Archive mensuelle de mai 2009

Télescopage d’époques

Bizarre de rêve la nuit passée. Et troublante révélation. Et avertissement de mini  »spoiler » pour ceux qui n’ont pas lu Sous la toge

Mise en contexte. Gamine, je dévorais tout ce qui me tombait sous la main comme bouquin. J’ai deux tantes, Mimi et Roro, qui avaient tous les Agatha Christie et tous les Barbara Cartland. Elles vivaient chez ma grand-mère et, chaque dimanche, je fouillais avec délices dans leur biblio. À 11 ans, j’ai enfilé les polars d’Agatha comme une boulimique. Encore aujourd’hui, j’en relis certains avec grand plaisir et je n’ai toujours pas assouvi ma soif du genre. J’en ai même un en chantier d’écriture, mais ça, c’est une autre histoire…

À 12 ans, j’ai découvert l’univers froufroutant de Miss Cartland. Une pucelle fait son entrée à la cour d’Angleterre. Elle est d’origine noble, mais l’ignore. Un ténébreux duc/conte/marquis/prince, qui fréquente de manière très libertine une non moins ténébreuse aristocrate, en tombe follement amoureux. Mais il ne le dit pas.

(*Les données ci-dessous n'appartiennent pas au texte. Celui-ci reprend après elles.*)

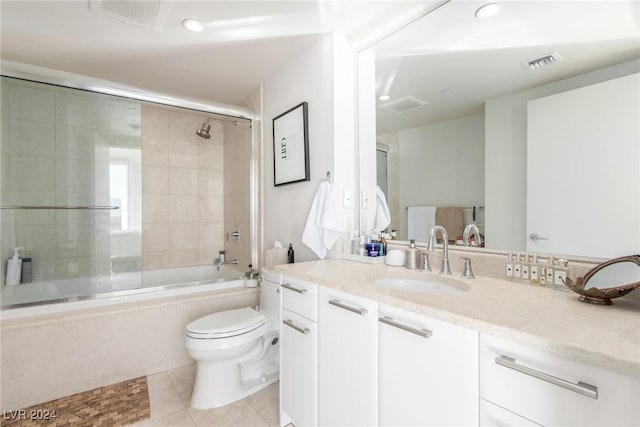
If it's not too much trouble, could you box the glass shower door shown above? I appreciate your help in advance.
[0,77,142,307]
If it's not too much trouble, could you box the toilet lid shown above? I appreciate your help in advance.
[187,307,265,338]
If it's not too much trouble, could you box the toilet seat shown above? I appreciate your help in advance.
[186,307,266,339]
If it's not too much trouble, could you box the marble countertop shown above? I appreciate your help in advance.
[275,259,640,378]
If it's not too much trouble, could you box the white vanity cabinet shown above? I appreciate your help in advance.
[318,287,378,426]
[378,304,478,426]
[280,276,318,426]
[479,334,640,426]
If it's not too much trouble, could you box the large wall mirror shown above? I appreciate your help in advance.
[359,0,640,258]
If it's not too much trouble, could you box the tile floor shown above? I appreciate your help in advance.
[133,365,278,427]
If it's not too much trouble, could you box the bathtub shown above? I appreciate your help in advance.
[0,266,244,320]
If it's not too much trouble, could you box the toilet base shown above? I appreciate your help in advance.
[191,332,279,409]
[191,363,279,409]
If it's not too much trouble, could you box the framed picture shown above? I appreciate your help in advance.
[273,102,310,186]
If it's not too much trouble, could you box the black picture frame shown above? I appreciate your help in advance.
[273,102,310,187]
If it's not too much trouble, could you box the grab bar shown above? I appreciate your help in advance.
[496,356,598,400]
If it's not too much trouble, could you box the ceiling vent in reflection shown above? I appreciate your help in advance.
[89,0,171,32]
[522,51,562,71]
[380,96,428,113]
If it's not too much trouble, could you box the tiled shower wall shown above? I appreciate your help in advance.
[142,105,250,270]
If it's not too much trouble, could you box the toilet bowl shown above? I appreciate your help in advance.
[185,270,282,409]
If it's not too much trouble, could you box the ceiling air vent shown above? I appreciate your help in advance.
[522,51,562,71]
[380,96,428,113]
[89,0,171,32]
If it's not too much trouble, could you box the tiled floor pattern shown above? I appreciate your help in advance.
[135,365,278,427]
[0,377,151,427]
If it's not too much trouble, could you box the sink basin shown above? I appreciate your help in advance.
[373,278,469,294]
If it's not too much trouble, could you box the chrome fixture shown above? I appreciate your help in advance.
[460,257,476,279]
[196,119,211,139]
[225,225,240,242]
[462,223,482,246]
[216,251,238,271]
[427,225,451,276]
[420,252,431,271]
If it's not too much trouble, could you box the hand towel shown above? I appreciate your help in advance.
[373,185,391,231]
[407,206,436,243]
[436,207,464,240]
[302,181,341,259]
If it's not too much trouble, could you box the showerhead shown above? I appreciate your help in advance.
[196,119,211,139]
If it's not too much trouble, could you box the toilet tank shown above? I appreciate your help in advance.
[260,269,282,324]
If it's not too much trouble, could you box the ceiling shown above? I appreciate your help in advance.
[372,0,640,134]
[0,0,433,110]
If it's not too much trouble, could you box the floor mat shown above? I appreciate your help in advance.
[0,377,151,427]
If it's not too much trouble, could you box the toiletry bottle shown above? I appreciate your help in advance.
[380,233,387,256]
[404,239,419,270]
[520,254,531,285]
[5,247,24,286]
[20,257,33,283]
[504,252,513,280]
[513,254,522,282]
[529,255,540,285]
[287,243,295,264]
[545,255,555,288]
[553,259,569,291]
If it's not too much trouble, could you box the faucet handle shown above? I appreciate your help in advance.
[420,252,431,271]
[460,257,476,279]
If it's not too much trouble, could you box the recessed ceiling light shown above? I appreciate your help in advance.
[182,19,204,33]
[476,3,500,19]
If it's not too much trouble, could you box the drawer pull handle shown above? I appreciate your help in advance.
[282,283,309,294]
[282,319,311,335]
[378,316,433,338]
[329,299,368,316]
[496,356,598,400]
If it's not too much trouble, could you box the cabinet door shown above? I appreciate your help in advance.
[318,287,378,426]
[378,305,478,426]
[479,334,640,426]
[280,310,318,426]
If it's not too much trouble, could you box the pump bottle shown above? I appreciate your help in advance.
[5,247,24,286]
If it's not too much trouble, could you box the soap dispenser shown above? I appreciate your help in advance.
[5,247,24,286]
[404,239,419,270]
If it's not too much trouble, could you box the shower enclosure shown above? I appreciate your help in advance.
[0,77,142,305]
[0,76,253,308]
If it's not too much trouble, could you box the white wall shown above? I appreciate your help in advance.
[262,35,355,261]
[485,60,640,250]
[398,114,484,240]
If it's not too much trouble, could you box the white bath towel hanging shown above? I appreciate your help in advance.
[302,181,341,259]
[373,185,391,231]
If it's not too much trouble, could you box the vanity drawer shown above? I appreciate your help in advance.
[480,334,640,426]
[281,276,318,321]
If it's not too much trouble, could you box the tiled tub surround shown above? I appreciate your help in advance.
[275,254,640,378]
[142,104,251,270]
[0,281,259,410]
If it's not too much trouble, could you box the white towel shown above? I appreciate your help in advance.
[407,206,436,242]
[373,185,391,231]
[302,181,341,259]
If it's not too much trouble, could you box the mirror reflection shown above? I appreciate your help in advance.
[361,0,640,257]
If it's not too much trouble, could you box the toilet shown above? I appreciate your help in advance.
[185,270,282,409]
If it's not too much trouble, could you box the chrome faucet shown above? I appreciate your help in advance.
[216,251,238,271]
[427,225,451,276]
[462,223,482,246]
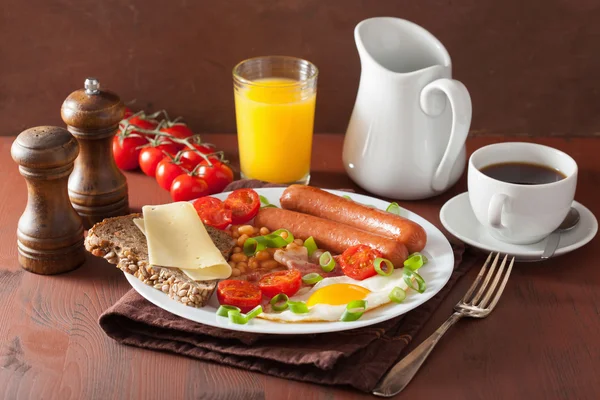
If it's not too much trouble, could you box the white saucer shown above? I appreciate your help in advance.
[440,192,598,261]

Immanquablement, la pucelle se fait enlever par un vieux cochon (complice de la ténébreuse maîtresse du ténébreux), toujours décrit comme étant « lippu, l’oeil cerné et marqué par les abus, libidineux et ventripotent ». Il l’amène, direction son manoir, dans un carosse, mais, trop impatient de la dépuceler, se met à l’oeuvre durant le trajet. Vous devinez la suite. Arrivée du beau ténébreux + bataille gagné d’avance + virginité épargnée + aveu des sentiments.

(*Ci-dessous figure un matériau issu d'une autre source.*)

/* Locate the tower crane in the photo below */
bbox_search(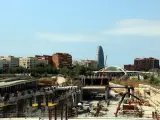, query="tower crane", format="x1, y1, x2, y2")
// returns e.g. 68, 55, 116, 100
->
101, 55, 107, 86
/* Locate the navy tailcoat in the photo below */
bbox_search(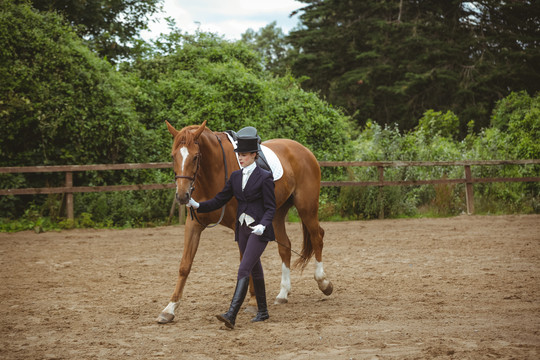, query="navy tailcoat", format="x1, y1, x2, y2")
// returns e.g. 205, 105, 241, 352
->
197, 166, 276, 241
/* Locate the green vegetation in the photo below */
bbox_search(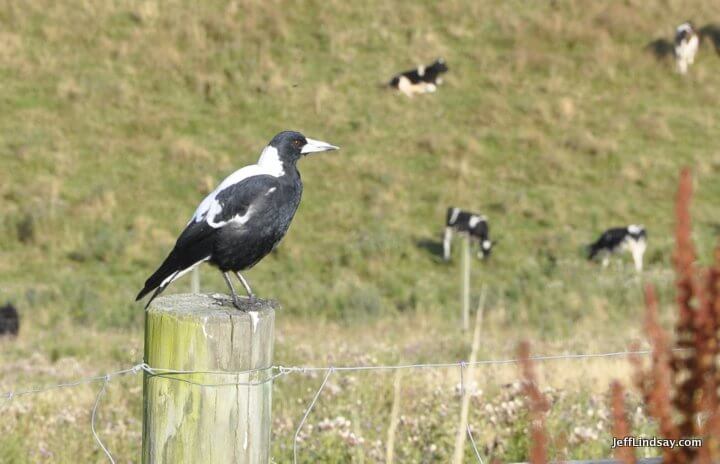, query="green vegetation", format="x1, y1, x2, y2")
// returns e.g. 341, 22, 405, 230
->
0, 0, 720, 462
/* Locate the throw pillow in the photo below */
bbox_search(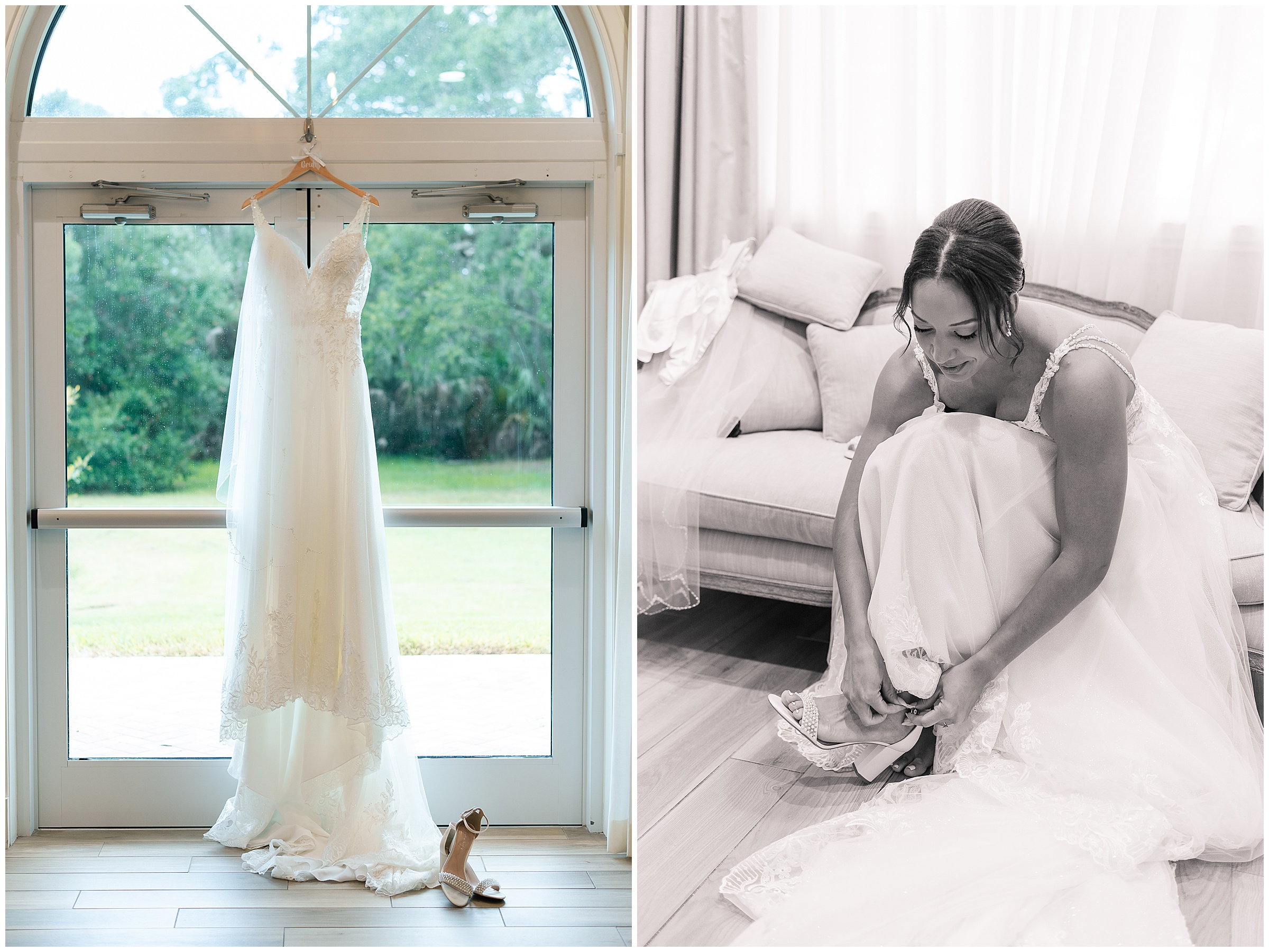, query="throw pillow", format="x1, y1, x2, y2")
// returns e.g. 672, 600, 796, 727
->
740, 309, 824, 433
736, 226, 883, 330
806, 324, 907, 443
1132, 311, 1265, 512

Bon. Je ne vous donne pas de titre en particulier. Les innombrables romans de BC ont tous la même structure.

Je n’avais pas repensé à tout ça depuis des lunes. Pour ceux et celles qui ont lu Sous la toge, la scène de la Porsche, ça vous rappelle quelque chose? Un vieux cochon ventripotent et lippu, une jeune femme beaucoup plus jeune qui se fait littéralement sautée dessus par le troll en question? Bon, ok, Caroline n’est pas pucelle mais on n’est pas au 18e siècle….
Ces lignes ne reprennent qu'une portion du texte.